Koman: What's your take on IBM's and Novell's promises around protecting open source from patent claims?

Webbink: Well, IBM made 500 patents available, but that was more of a gesture than something meaningful. But they've done a number of other things that have had a good deal of substance to them. Making a public commitment not to assert their patent portfolio against open source and Linux more specifically. They have looked at making additional patents available and have undertaken some interesting thinking around the whole issue. I suspect Novell is doing somewhat the same thing, although I was a little disappointed in their statements about their current portfolio. They said, "We will use our current portfolio to protect ourselves." OK, what does that do for your customers, then? But Novell, unlike Red Hat, has its proprietary side and its open source side. And most of its patents are on the proprietary side. Most of its patents are on NetWare and the functionality of NetWare.

And now we've seen Nokia make the same kind of pledge that IBM did.

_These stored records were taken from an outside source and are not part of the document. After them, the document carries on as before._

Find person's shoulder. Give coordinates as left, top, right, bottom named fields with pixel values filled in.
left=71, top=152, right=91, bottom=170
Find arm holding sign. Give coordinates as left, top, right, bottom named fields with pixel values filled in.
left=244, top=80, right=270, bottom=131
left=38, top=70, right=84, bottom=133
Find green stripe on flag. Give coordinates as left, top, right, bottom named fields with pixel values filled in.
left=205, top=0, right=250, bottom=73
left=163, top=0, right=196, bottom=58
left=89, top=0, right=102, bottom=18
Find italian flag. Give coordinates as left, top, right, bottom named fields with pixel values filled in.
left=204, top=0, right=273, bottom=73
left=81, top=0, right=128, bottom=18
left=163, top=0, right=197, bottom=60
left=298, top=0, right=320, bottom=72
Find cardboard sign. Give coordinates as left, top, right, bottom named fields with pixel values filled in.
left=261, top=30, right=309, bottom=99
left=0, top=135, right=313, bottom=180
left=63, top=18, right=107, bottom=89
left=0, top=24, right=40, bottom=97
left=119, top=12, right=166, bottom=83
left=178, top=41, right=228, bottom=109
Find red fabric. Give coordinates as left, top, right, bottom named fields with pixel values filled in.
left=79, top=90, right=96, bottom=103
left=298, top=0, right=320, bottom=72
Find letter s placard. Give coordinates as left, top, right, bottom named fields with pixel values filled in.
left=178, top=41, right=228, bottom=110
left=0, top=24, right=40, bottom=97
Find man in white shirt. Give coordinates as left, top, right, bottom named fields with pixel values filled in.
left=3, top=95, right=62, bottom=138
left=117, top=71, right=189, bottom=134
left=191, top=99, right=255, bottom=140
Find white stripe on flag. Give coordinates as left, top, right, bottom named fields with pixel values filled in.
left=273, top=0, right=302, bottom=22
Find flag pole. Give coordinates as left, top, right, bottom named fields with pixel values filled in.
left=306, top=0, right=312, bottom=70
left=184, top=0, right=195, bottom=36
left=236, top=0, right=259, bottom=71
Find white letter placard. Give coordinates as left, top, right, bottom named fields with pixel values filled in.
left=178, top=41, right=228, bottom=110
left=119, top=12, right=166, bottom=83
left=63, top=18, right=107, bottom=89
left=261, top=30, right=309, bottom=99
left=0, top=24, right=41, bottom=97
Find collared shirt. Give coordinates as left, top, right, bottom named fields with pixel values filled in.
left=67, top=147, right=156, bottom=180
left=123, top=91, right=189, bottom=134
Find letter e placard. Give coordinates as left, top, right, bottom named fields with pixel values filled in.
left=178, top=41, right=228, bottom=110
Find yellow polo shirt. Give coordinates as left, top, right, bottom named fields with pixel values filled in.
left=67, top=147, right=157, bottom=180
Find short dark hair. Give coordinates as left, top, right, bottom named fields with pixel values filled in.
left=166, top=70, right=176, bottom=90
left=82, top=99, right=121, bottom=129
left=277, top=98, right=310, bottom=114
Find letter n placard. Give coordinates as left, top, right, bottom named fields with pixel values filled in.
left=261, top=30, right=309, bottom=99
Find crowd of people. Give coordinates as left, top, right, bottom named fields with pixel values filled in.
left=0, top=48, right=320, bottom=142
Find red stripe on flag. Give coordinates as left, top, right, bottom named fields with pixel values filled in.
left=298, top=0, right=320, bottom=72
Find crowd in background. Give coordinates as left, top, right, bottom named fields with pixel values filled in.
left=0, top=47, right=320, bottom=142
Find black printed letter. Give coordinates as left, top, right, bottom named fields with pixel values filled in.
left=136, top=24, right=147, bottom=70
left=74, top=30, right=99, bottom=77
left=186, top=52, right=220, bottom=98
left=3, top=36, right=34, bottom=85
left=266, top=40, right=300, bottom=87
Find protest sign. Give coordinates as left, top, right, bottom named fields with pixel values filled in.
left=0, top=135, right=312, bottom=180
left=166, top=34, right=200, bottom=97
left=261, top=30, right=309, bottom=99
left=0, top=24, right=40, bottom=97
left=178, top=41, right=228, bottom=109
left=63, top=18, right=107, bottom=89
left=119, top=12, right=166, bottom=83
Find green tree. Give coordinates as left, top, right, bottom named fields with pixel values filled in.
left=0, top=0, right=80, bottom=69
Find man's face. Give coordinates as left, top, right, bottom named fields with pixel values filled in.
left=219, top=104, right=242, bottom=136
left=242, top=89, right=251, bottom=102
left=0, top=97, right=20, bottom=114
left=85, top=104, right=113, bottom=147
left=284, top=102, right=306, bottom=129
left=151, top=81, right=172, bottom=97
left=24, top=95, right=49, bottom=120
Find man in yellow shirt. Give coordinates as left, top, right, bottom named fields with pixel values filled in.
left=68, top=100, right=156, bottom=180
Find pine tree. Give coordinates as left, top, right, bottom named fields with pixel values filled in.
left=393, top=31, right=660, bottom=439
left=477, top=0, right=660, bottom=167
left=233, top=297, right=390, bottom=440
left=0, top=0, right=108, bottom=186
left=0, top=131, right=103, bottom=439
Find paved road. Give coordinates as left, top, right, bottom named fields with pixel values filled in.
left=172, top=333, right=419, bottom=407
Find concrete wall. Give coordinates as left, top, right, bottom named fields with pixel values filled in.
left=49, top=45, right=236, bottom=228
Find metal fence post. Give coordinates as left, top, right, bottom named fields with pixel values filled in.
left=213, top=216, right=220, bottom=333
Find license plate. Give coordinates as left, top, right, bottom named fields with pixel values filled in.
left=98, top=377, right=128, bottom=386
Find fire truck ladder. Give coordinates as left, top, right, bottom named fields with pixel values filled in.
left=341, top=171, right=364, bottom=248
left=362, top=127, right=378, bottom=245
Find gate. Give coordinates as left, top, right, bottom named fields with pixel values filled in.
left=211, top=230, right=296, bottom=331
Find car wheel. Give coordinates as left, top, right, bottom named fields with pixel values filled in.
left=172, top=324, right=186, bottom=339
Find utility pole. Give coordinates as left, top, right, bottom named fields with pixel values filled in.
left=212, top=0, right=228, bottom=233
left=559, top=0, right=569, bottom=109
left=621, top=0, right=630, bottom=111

And so this idea of building a framework around open source to protect it from patent threats is gaining traction.

Koman: Could that have enough heft to carry the day?

Webbink: In time we'll see that kind of framework and different variations of it. I don't think there's going to be any one solution, because solutions tend to be somewhat limited in their scope; they can't protect against all things, so you need a multiplicity of things to really build a sound framework to protect open source from most if not all of the threats.

Koman: What's happening in the rest of the world? You mentioned America exporting its intellectual property regimes.

Webbink: In Europe, having defeated the Computer Implemented Inventions Directive, now one of the directorate generals of the Commission has proposed a directive that would make willful infringement of patents a criminal offense, which everyone who has looked at that one has just said, "That's insane." I don't think that directorate will go anywhere, but it's sitting there and will have to be dealt with.

Richard Koman is a freelancer writer and editor based in Sonoma County, California. He works on SiliconValleyWatcher, ZDNet blogs, and is a regular contributor to the O'Reilly Network.